The tech industry in particular relies on the H-1B visa program to help it bring in employees highly skilled in fields that are in short supply in the United States, and make up the bulk of the top H-1B visa employers.

The administration has lauded the freeze as a way to free up more than 500,000 jobs for Americans, but immigration experts are skeptical that there will be a significant shift away from immigrant workers who have already gone through the hiring process.

Slated to take effect Wednesday, the moratorium on new H-1B visas for highly skilled workers, H-2B guest-worker visas, J trainee visas and L intracompany transferee visas will only affect people outside the country who don't already have a visa lined up.

The changes come as Trump calls for a massive overhaul of the H-1B system, one that would abolish the annual lottery that doles out the 85,000 specialty occupation visas in favor of a system that gives the visas to the applicants who had been offered the highest salary.
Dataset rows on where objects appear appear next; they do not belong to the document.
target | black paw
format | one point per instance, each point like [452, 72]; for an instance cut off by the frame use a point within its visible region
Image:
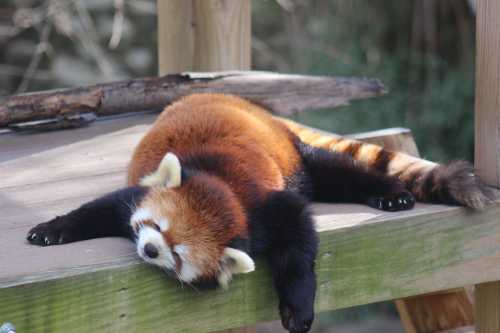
[393, 202]
[296, 319]
[48, 233]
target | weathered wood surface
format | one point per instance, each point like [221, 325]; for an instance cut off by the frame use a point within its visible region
[100, 285]
[201, 35]
[487, 139]
[283, 93]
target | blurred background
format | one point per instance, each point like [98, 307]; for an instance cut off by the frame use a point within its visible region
[422, 50]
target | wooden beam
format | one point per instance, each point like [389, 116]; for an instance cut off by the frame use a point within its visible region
[487, 144]
[282, 93]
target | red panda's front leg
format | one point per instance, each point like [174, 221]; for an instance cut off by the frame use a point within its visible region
[106, 216]
[282, 230]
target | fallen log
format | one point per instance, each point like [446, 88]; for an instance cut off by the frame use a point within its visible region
[284, 94]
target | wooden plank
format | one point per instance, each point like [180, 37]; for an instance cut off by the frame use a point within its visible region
[201, 35]
[176, 36]
[366, 256]
[396, 139]
[487, 153]
[487, 305]
[363, 261]
[466, 329]
[223, 35]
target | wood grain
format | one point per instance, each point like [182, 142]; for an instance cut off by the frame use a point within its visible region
[365, 256]
[176, 35]
[205, 35]
[222, 35]
[487, 144]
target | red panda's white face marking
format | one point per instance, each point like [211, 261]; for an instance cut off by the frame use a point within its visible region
[185, 229]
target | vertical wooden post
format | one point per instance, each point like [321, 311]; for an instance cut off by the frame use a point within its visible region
[204, 35]
[487, 144]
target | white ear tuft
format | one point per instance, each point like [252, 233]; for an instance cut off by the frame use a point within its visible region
[167, 174]
[234, 261]
[237, 261]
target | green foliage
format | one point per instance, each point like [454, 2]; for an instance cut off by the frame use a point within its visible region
[431, 88]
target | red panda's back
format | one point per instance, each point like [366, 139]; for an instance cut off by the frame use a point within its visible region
[222, 123]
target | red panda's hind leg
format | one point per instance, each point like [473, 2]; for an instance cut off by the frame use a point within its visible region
[283, 231]
[337, 177]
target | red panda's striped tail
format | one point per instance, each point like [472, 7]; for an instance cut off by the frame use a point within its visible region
[453, 183]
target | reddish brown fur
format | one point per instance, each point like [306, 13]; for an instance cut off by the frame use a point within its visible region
[208, 210]
[220, 123]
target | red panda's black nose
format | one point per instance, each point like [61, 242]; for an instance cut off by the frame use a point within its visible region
[151, 250]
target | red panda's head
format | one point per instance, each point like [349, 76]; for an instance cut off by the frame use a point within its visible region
[186, 228]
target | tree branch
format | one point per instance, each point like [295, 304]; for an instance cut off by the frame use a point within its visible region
[283, 94]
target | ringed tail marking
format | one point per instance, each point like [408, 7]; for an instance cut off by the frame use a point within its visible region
[453, 183]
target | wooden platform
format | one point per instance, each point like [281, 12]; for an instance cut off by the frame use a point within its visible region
[366, 255]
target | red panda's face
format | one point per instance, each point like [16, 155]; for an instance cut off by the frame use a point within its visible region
[186, 230]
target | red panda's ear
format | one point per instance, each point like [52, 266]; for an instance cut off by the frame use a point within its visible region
[168, 173]
[234, 261]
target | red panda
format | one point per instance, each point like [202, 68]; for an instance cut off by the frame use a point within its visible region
[218, 181]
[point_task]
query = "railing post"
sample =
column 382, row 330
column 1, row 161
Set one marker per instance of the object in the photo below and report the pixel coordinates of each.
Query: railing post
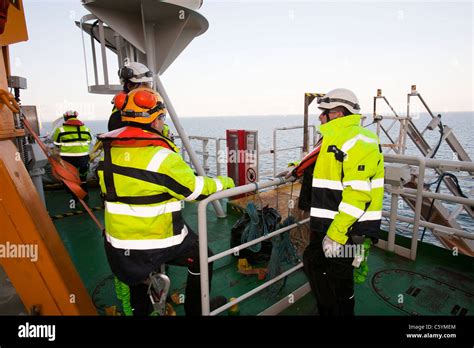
column 205, row 156
column 418, row 205
column 203, row 258
column 218, row 152
column 393, row 221
column 274, row 152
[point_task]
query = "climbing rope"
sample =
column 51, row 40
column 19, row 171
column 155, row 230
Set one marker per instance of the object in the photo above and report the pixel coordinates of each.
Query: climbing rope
column 283, row 251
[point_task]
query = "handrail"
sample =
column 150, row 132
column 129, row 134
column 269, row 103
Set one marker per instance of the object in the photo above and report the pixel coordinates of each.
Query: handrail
column 204, row 259
column 419, row 193
column 275, row 150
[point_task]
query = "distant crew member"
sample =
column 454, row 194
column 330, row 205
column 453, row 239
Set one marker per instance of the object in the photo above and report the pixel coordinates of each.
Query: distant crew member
column 73, row 139
column 144, row 180
column 346, row 202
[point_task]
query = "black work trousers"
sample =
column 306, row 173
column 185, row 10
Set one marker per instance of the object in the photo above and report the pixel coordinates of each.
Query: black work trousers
column 185, row 254
column 331, row 279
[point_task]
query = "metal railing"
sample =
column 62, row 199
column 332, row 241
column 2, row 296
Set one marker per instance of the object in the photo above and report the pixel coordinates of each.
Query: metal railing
column 419, row 194
column 396, row 191
column 204, row 258
column 276, row 150
column 206, row 155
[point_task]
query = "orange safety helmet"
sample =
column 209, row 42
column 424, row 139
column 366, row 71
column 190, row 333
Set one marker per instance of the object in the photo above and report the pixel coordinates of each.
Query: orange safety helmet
column 141, row 105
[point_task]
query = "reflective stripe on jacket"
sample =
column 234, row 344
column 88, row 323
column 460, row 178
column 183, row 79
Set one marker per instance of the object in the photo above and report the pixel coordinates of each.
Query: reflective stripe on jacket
column 144, row 184
column 73, row 140
column 348, row 181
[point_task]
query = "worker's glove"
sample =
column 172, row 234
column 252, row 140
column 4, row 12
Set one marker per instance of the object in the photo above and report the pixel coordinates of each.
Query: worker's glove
column 286, row 173
column 331, row 248
column 226, row 182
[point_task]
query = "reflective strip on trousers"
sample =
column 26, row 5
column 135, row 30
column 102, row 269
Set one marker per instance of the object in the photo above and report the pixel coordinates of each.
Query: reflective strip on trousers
column 72, row 144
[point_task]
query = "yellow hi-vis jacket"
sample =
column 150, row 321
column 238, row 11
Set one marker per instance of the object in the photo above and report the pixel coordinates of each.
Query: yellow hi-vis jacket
column 73, row 138
column 144, row 182
column 348, row 181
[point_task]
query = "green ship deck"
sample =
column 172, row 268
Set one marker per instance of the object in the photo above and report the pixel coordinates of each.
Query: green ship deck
column 435, row 284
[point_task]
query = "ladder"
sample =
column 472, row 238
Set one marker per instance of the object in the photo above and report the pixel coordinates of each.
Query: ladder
column 408, row 128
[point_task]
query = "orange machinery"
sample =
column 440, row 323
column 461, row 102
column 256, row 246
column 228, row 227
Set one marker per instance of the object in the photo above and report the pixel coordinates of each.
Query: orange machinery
column 51, row 285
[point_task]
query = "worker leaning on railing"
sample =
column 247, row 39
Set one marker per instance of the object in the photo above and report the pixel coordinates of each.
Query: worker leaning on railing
column 346, row 203
column 73, row 139
column 144, row 180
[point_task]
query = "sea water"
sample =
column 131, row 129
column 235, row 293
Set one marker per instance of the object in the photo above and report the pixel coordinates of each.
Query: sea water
column 215, row 127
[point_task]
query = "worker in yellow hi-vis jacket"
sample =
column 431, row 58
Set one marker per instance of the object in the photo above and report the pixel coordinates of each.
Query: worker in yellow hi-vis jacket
column 346, row 202
column 144, row 180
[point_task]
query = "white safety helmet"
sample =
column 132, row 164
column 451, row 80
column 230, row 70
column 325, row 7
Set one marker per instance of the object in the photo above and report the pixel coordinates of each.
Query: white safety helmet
column 135, row 72
column 340, row 97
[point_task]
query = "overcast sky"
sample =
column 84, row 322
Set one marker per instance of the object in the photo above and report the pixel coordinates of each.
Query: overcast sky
column 259, row 57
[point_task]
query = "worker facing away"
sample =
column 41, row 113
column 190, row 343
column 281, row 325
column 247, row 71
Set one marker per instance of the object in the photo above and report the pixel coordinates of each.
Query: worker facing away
column 73, row 139
column 134, row 75
column 144, row 182
column 346, row 203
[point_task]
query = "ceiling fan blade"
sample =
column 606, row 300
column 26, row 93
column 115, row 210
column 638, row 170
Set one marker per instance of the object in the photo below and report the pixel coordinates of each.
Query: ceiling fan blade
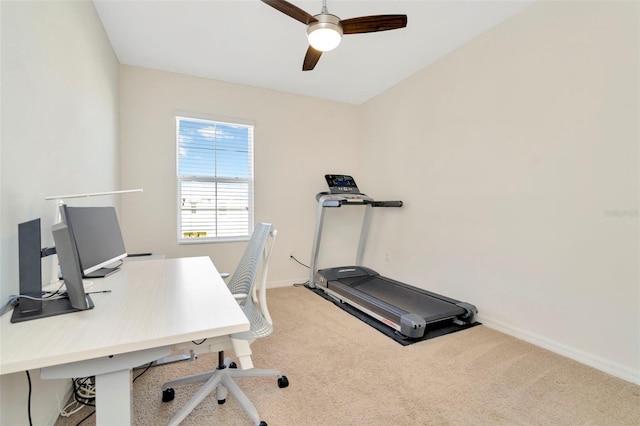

The idea behind the proposal is that such a system would free up more entry-level positions for Americans, according to an official.

Most immigration services are just beginning to reopen after being largely closed for months due to the pandemic.

The administration has already closed the U.S. land borders to all nonessential travel and the Centers for Disease Control and Prevention has invoked its power under public health law to order border officials to turn away all migrants seeking to enter the country without proper documentation, including children and asylum-seekers.